If there’s a game missing from these search results, it could be that the game has not been added to IFDB, or hasn’t been labeled on IFDB with the authoring system, language, or publication year. Or it could be I’ve made a mistake in the search link–if so, please let me know.
These links are not part of the awards, and I don’t know what all the actual award categories are going to be, and I’m not the organizer. I just decided to do this on my own.
Ben Parrish made an “interactive house tour” called Overbrook in Hugo that is listed on IF Wiki and in the IF Archive, but not IFDB. I’ll try to add it tomorrow.
There are games on our 2022 list at CASA that aren’t in IFDB. Looking quickly they mostly seem to be recent translations of old games (which wouldn’t really count) and smaller experimental titles. http://solutionarchive.com/list/year%2C2022/
Well, that was an interesting exercise.

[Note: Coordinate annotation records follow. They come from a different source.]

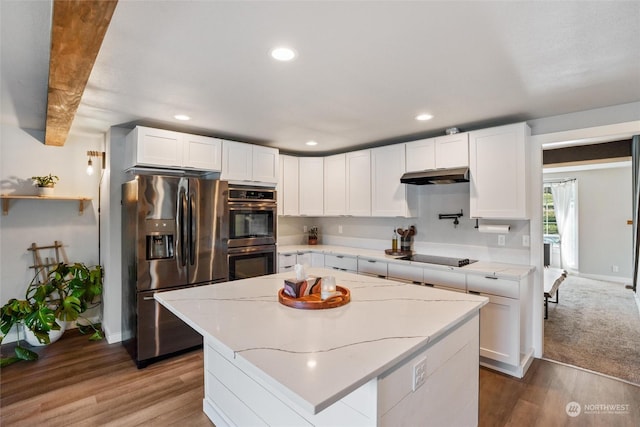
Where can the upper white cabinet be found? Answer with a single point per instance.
(335, 189)
(450, 151)
(358, 171)
(247, 162)
(311, 190)
(163, 148)
(388, 195)
(499, 172)
(288, 186)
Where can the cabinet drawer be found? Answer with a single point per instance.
(405, 272)
(447, 279)
(341, 262)
(494, 286)
(372, 267)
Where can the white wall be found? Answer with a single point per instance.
(604, 207)
(433, 236)
(22, 155)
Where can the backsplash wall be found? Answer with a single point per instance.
(433, 236)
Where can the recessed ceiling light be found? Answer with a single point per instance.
(283, 54)
(423, 117)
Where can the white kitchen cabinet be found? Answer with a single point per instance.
(150, 147)
(406, 273)
(450, 151)
(499, 172)
(251, 163)
(311, 182)
(500, 320)
(388, 194)
(421, 155)
(341, 262)
(499, 329)
(335, 189)
(201, 152)
(372, 267)
(358, 183)
(288, 185)
(317, 259)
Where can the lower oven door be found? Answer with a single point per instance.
(251, 261)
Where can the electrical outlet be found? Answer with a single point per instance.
(419, 373)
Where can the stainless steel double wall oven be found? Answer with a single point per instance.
(252, 215)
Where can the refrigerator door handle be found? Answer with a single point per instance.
(184, 228)
(193, 230)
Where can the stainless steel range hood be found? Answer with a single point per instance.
(436, 176)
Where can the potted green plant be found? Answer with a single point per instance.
(45, 184)
(70, 290)
(313, 235)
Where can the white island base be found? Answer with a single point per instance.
(448, 396)
(397, 354)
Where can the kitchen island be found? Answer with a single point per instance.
(397, 354)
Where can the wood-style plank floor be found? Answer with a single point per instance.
(82, 383)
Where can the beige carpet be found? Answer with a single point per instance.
(595, 326)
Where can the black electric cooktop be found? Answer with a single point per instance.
(433, 259)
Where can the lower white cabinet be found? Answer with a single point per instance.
(500, 319)
(406, 273)
(500, 330)
(372, 267)
(341, 262)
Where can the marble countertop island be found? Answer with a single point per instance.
(314, 358)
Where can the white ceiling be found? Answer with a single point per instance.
(364, 69)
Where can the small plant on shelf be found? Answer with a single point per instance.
(45, 184)
(45, 181)
(313, 235)
(70, 290)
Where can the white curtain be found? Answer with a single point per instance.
(564, 196)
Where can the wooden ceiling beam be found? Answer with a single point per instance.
(78, 29)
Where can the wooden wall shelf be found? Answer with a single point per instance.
(6, 198)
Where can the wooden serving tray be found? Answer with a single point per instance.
(313, 301)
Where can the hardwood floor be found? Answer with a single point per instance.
(82, 383)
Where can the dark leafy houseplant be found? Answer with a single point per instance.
(70, 290)
(45, 181)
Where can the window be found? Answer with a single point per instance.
(549, 224)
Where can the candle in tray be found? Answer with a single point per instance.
(328, 287)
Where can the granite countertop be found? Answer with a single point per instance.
(503, 270)
(316, 357)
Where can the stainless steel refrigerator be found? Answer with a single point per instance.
(174, 235)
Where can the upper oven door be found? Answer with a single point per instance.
(252, 223)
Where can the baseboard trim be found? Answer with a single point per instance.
(590, 371)
(615, 279)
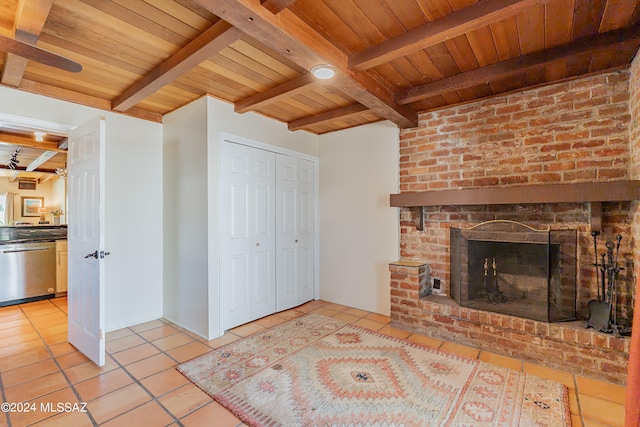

I clicked on the first link to see all games published in 2022. The search said there was 378 results (just updated to 379). It’s supposed to be showing all results, but it stops at ‘Overrun’ and there is no Next link to see the rest.
I clicked on Show by Page and it only shows 20 games at a time, so I have to click through 19 pages to see all the games. There is no way to get back to the Showing All page, unless I use the browser’s Back button.
Then I tried doing my own search by publication date. This defaults to sorting by highest rating, but the rating bears little resemblance to the star rating. A game with 4.5 stars may appear on the third page after various 3 and 3.5 star ratings. What the hell is going on there? IFDB must have some weird formula for rating games.
I also noticed that a few games have duplicate or triplicate entries. On further investigation, it looks like they are multi-part games with the same title or the same game in multiple languages. This could be made clearer in the titles.
I noticed games in my database that were missing on CASA and/or IFDB, so I’ll try to add those in the coming days, even if it’s just a skeleton entry that can be expanded later.
As far as I can tell, when sorting by rating IFDB uses a version of the average that’s adjusted somehow for how many individual ratings contributed to it, such that, e.g., a game with a 3.5-star average from 40 ratings is listed ahead of a game with a 4-star average from 10 ratings. It is a little confusing.
It’s an algorithm similar to what IMDB uses. I believe it’s a version of Bayesian averaging, although I don’t remember which formula was eventually settled on. I do know the version we use is very similar to the one used and explained on the IFDB Top 100 page: IFDB Top 100 - Recommended List
The problem with just using average ratings is that a game like counterfeit monkey with an average rating around 4.9 coming from hundreds of voters would come behind all 246 games that have a perfect 5-star rating from 1 or 2 votes. Whatever system is used needs to take into account both ratings and average votes.
To see games with high average ratings, you can add rating:4.5- (or whatever) to your search.
Almost all of the games with multiple 5 star votes and a perfect rating of 5.0 on IFDB right now are from voter manipulation, most from Chooseyourstory when they raided IFDB, but some from people who get their friends to give 5 stars to games.
(For comparison, here is a list of all 14 games released in 2022 with a rating of 4.9 or higher: Search for Games)
Oh, I agree the weighted ratings are more useful! I just meant that, since it’s a little unusual to sort by weighted average but display only the raw average, I can see why someone would look at that and go “wait, is this working right?”
I had put &pg=all in the link to try to get IFDB to show all the results on the same page, but it looks like IFDB shows only the first 250 results. I’ve changed the search link now so that it goes to the usual 20 results per page, so at least people will not be confused about whether they’ve seen all the results. If someone comes up with a way to show more results at a time, I can edit the link again.
I aways preferred the simple average as IFComp does. But this year we have to accept it I guess. Then we have a whole year to discuss that topic.
EDIT: Mathbrush and volounters could still postprocess the results in e.g. excel or a publically readable (not writable) google doc. Mathbrush might need a second pair of eyes before publishing the results. I’m pretty busy but if no one else volounters, I could probably take a look.